Since last summer, my mom has started setting provisions for my nephews' needs as well. She would say, "dalawang pamilya ang binubuhay ko," every time we have an argument, to which I reply, "bakit kailangan ganun?"

She would just smile and change the topic.

I am privy to these spending - including the list of groceries I have to buy every month - because the task of finding a teller machine and making sure the money gets home fall under my shoulders. The responsibility has never been given to anyone - not even to my sister - since the lesbian driver went abroad. Once, my sister volunteered to withdraw the money for her after she could not rely on my commitment. My mom turned down the offer. I didn't bother to find the reason nor learn of my sibling's reaction. But I think the secrecy stems out of fear of disclosing how much money we have left.

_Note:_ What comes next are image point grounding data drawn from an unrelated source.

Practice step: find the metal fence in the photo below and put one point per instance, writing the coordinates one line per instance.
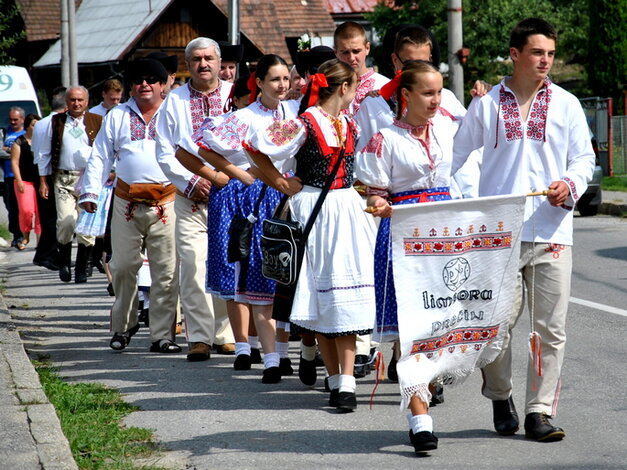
(619, 144)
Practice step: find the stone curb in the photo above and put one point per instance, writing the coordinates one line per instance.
(30, 408)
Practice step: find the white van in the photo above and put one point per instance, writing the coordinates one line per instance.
(16, 89)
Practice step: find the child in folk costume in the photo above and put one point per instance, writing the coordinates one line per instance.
(220, 145)
(335, 292)
(407, 162)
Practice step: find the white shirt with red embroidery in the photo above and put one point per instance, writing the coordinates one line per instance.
(520, 157)
(128, 142)
(283, 139)
(224, 135)
(396, 161)
(369, 81)
(183, 111)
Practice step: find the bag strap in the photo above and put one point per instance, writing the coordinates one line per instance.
(322, 197)
(254, 214)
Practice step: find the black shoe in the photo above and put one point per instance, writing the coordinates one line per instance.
(505, 417)
(65, 274)
(346, 402)
(255, 356)
(333, 397)
(362, 366)
(437, 394)
(242, 362)
(538, 427)
(285, 366)
(271, 375)
(307, 372)
(423, 441)
(392, 373)
(46, 263)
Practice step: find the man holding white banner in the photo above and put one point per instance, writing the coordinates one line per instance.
(535, 137)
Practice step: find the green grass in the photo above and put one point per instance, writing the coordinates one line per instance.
(614, 183)
(90, 416)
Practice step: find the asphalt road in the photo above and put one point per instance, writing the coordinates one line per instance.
(208, 416)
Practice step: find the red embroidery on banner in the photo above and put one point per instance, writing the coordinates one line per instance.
(375, 145)
(457, 245)
(459, 338)
(281, 132)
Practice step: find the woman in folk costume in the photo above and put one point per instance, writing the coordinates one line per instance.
(335, 292)
(220, 141)
(407, 162)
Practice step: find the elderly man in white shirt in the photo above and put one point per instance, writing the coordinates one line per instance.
(535, 137)
(63, 154)
(142, 211)
(184, 110)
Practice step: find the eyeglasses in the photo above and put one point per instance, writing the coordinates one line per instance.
(148, 80)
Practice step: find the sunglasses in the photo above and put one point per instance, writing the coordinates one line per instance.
(148, 80)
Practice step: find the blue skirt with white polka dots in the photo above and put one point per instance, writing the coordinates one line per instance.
(223, 204)
(252, 287)
(387, 319)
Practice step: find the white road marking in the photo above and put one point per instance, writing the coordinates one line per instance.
(605, 308)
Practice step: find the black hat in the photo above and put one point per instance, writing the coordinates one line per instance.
(309, 61)
(169, 62)
(231, 52)
(389, 39)
(145, 68)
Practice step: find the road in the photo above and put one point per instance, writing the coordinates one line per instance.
(209, 416)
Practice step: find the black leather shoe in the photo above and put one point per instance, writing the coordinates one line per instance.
(362, 366)
(423, 441)
(392, 374)
(538, 427)
(271, 375)
(242, 362)
(346, 402)
(307, 372)
(505, 417)
(285, 366)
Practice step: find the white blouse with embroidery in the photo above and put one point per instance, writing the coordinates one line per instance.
(283, 139)
(520, 157)
(395, 160)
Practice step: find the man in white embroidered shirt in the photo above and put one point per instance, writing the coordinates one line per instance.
(535, 137)
(142, 210)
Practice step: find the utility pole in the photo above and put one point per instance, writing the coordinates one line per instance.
(65, 46)
(455, 42)
(72, 40)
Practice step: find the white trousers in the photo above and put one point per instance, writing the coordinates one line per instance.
(66, 199)
(551, 290)
(203, 315)
(132, 227)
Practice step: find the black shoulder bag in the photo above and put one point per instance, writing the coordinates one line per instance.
(283, 244)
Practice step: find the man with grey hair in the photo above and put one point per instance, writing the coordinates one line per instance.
(15, 129)
(182, 113)
(64, 153)
(47, 253)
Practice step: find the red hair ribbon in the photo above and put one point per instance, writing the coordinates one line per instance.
(388, 90)
(251, 84)
(317, 81)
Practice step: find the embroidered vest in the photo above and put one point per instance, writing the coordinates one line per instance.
(92, 126)
(315, 159)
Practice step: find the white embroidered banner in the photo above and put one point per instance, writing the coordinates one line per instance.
(455, 265)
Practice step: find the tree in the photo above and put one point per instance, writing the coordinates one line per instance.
(487, 25)
(608, 49)
(9, 13)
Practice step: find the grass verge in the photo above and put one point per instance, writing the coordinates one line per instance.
(90, 416)
(614, 183)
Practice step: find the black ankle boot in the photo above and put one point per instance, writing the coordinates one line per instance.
(65, 258)
(80, 270)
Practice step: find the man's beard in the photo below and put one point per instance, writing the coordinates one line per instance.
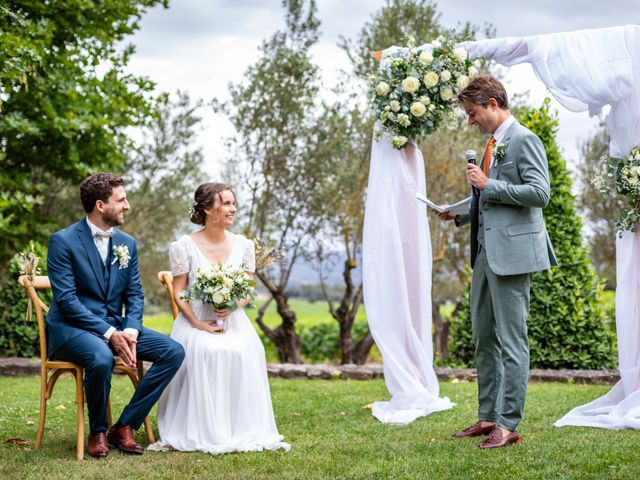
(112, 219)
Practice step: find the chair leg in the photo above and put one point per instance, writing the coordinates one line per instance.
(80, 415)
(147, 426)
(43, 408)
(109, 416)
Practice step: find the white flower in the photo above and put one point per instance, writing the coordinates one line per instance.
(398, 141)
(426, 57)
(410, 84)
(417, 109)
(460, 53)
(462, 82)
(403, 120)
(382, 88)
(218, 297)
(431, 79)
(121, 255)
(446, 94)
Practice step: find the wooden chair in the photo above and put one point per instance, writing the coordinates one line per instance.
(51, 370)
(166, 278)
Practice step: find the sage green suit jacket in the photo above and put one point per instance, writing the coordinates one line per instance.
(515, 237)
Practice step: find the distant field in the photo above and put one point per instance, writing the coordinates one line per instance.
(308, 313)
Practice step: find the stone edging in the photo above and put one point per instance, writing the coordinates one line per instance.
(30, 366)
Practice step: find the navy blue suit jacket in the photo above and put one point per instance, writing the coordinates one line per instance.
(82, 300)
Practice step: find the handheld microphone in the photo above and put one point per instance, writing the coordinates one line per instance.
(470, 155)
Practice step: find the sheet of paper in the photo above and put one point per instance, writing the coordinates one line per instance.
(458, 208)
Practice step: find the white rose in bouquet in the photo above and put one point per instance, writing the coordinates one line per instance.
(410, 84)
(446, 94)
(403, 120)
(460, 53)
(383, 88)
(417, 109)
(426, 58)
(431, 79)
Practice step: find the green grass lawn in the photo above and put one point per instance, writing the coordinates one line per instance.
(332, 436)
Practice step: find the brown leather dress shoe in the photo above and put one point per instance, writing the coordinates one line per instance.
(497, 439)
(121, 437)
(97, 445)
(475, 430)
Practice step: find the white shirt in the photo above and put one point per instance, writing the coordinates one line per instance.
(102, 244)
(500, 132)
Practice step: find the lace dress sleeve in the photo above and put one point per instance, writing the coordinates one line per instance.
(178, 258)
(249, 258)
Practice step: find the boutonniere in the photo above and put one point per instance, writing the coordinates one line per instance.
(499, 151)
(121, 255)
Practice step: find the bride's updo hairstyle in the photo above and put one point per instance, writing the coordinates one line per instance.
(205, 197)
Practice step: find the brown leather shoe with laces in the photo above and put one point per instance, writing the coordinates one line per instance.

Keeping the house in order, and making sure the funds are adequate have always been a mother and son venture. Experience in handling money comes into consideration, as I have my own savings and has been relying on my salary to stay afloat. Also, since I was taught how to open a bank account, never have I experienced running out of cash. These reasons alone should be enough for even relatives to course their checks to my bank accounts. But more than anything, since the funds fell under my stewardship, never have I failed to account my losses

This realization comes after my mother asked me to go to the bank this afternoon. Response leaned towards procrastination as my home-based work will start in an hour. However, orders have to be followed and I still have to send the remains of my salary to my savings account. It is when the ten pieces of 500 pesos bills came out of the machine, did it dawn to me the real value of my mother's trust:

That she has no one to count on except me.

Because for all the times she handed over her ATM cards to get cash; and for all the times I tracked the movement of the family funds, I could have - like some adults do - nip a "token" from the source in return for the "service." Nobody does the accounting so covering my tracks would be easy. 

But I am truly thankful that despite the sundry temptations to bend the rules and make the occasion a wind fall for me, such acts never took place. In her bouts of loneliness, my mother would apologize for her shortcomings in raising me. If she only knows the truth and see how I put great care in protecting her interests, may it be an assurance that this little gesture of honesty refutes the innermost doubts of her heart.